[MPlayer-dev-eng] [PATCH] ao_dart
Reimar Döffinger
Reimar.Doeffinger at stud.uni-karlsruhe.de
Tue Feb 17 13:43:20 CET 2009
On Tue, Feb 17, 2009 at 11:58:27AM +0900, KO Myung-Hun wrote:
> Reimar Döffinger wrote:
>> On Mon, Feb 16, 2009 at 10:17:01PM +0900, KO Myung-Hun wrote:
>>
>>> +static volatile int m_nBufSize = 0;
>>> +static volatile int m_nBufLen = 0;
>>> +static volatile int m_iBufPos = 0;
>>
>> You are writing m_nBufLen from both threads, thus your code is not
>> thread-safe.
>> E.g. ao_jack and libavutil/fifo.c should be thread-safe implementations
>> for this one reader, one writer case (or you can use locking), ao_jack
>> is a bit better optimized for this specific use.
>> They also do not need modulus-operation which you use and can be quite
>> slow.
>
> Ok. I introduced m_iBufReadPos, m_iBufWritePos and m_fBufFull instead of
> m_nBufLen and m_iBufPos.
That still has other issues. I know of only one lock-free thread-safe
buffer type (and even that assumes atomic reads/writes, so it would
break on e.g. a 16 bit microcontroller), and dropping the volatile is
not such a good idea (yes, I know I referred you to fifo.c which does
not use it, but using it is a bit safe with minimal effort).
Note that I assume that OS/2 implements non-cooperative scheduling, i.e.
a thread switch can happen at any point of the code, and that
dart_audio_callback executes in a different thread than the MPlayer
core.
>>> + opt_t subopts[] = {
>>>
>>
>> const
>
> Ok. But it generates the following warning.
>
> -----
> libao2/ao_dart.c: In function 'init':
> libao2/ao_dart.c:169: warning: passing argument 2 of 'subopt_parse'
> discards qualifiers from pointer target type
> -----
Oh, I am sorry. The const is indeed wrong, I was thinking about fixing
it but never did it.
>>> + // mask off all floating-point exceptions
>>> + _control87(MCW_EM, MCW_EM);
>>
>> Hm. Quite ugly, and you don't restore them in uninit.
>> Also explaining why they are needed would be good (performance reasons,
>> crash, and is it a bug in DART or a documented requirement - and no,
>> no need to research, just write what you know already).
>
> Why ugly ? Anyway it's a way to avoid SIG_FPE, which is well-known problem
> on OS/2.
Which does not explain what exactly this code is doing in an ao
(changing that kind of thing is not commonly expected from an ao).
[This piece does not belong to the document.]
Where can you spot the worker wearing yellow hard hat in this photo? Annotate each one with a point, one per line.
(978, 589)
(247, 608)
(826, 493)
There is also the obvious questions what causes a SIG_FPE, correctly
written code should not cause any.
> Some OS/2 PM(GUI) DLLs enable SIG_FPE but does not disable it
> again.
So it is a bug workaround?
> The reason why I didn't restore it, is that enabling SIG_FPE seems to be a
> bug as the above.
Ok, but so what does enable it, the dartPlay function?
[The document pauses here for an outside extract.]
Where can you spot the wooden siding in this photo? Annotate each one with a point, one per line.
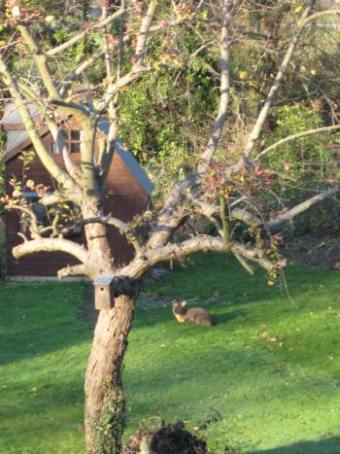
(124, 199)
> +static inline int query_buffer_len(void)
> +{
> + int iBufLen = m_iBufWritePos - m_iBufReadPos;
> +
> + if (iBufLen < 0 || m_fBufFull)
> + iBufLen += m_nBufSize;
> +
> + return iBufLen;
You essentially split the write position into two part, thus write to it
are not atomic.
E.g. here the MPlayer core thread could have updated m_iBufWritePos but
not yet finished setting m_fBufFull to 1.
query_buffer_len would then return 0 instead of m_nBufSize.
> + m_iBufWritePos = end_pos;
> + if (m_iBufWritePos == m_iBufReadPos)
> + m_fBufFull = 1;
I am not aware of any lock-less thread-safe fifo that allows a
completely full buffer, and I am fairly certain that such a thing does
not exist.
Unless you want to spend many hours on this I think you have only two
options to come up with correct code:
1) copy a (hopefully) correct implementation from somewhere, which as
little changes as possible and avoiding to think too much (because that
is likely to introduce bugs).
2) Use the proper thread-locking constructs.
But since I was promised that I will not have to maintain OS/2 code, I
will not object to such self-contained parts to be applied as-is,
I just want to be sure anyone who cares knows the code is not correct,
even if hardly anyone will see it fail.